If you have the app, move your map pin to a different city / country to see how it changes. Lots of little and interesting changes depending on which part of the world you're in.


At some point, consider the use of different apps altogether. Perhaps having a front loader to detect which local app should pop up based on information gleaned from the phone and GPS.


What would be the criteria for splitting something out? They do this with uber eats but I can't imagine them doing this for anything else.

Why would I as a user want to download a variety of separate apps to hail cars, etc in different locations? People got really pissed off when Messenger was split out of Facebook (it's still mentioned in app store reviews to this day) I'd imagine they would not be wild about Uber doing something similar. I could see this getting really annoying really quickly.

Imagine landing at a new airport and having to download a new app just to hail a car or a tuk tuk or whatever.


From a user perspective, you may not have to download a new app.

Different locale, different customs, regulations may dictate entire different screens.

How an "app" is designed and packaged internally to enable the business to respond quickly does not have to impact the use experience. There are plenty of design patterns and engineering experience to draw from. It's a somewhat boring topic.

I find it more interesting to find answers to question such as:

1. A native person in India will be presented with an "Indian" app, satisfying the locale, regulations, laws, culture, etc.

2. A tourist landing in India, well, er, what version should that person use? Laws, regulations still apply (well, Uber may have a different take :) ) but how about the user experience and colloquial details? Would the tourist prefer something from home or something that more accurately, and perhaps more apt for India?


So why is this better from a user or engineering perspective than having just one app?

"There are plenty of design patterns and engineering experience to draw from. It's a somewhat boring topic."

I disagree, I think its a fascinating topic but then again I might be biased as I'm a mobile developer ;) Very few organizations have single app's that are worked on by > 50 people. I worked on the FB iOS app for several years. When an app gets that big you run into all sorts of problems that are not obvious both from an engineering and product perspective.

So to me it's pretty interesting to read about how Uber tackled these problems. Especially as it pertains to Swift which has had quite a number of performance issues and language changes.

"1. A native person in India will be presented with an "Indian" app, satisfying the locale, regulations, laws, culture, etc."

Why not have the app detect that and adapt to that user rather than having a separate app?

"2. A tourist landing in India, well, er, what version should that person use? Laws, regulations still apply (well, Uber may have a different take :) ) but how about the user experience and colloquial details? Would the tourist prefer something from home or something that more accurately, and perhaps more apt for India?"

When you land at a different airport currently uber provides a customized experience for that airport/locale. It knows that you are in a different local.


I think you two are saying the same thing. First sentence of the parent comment is:

"From a user perspective, you may not have to download a new app."
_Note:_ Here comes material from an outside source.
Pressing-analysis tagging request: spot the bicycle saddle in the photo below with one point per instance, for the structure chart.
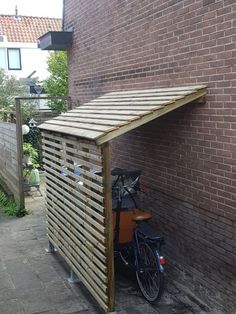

Point is that even if it isn't a separate download, in different locale's, it may be essentially a separate app with different screens and UIs.


Sorry maybe I'm misunderstanding what he originally said. I thought he meant break the uber app up into seperare sub apps.

What you describe is what uber currently does?


Well that's not going to save engineering resources and will also be worse for users.


It seems like they've broken into teams organized around features where teams own their feature in all locales. I think that's a better decomposition than one around centered around locales. Centering development around locale is actually incredibly absurd.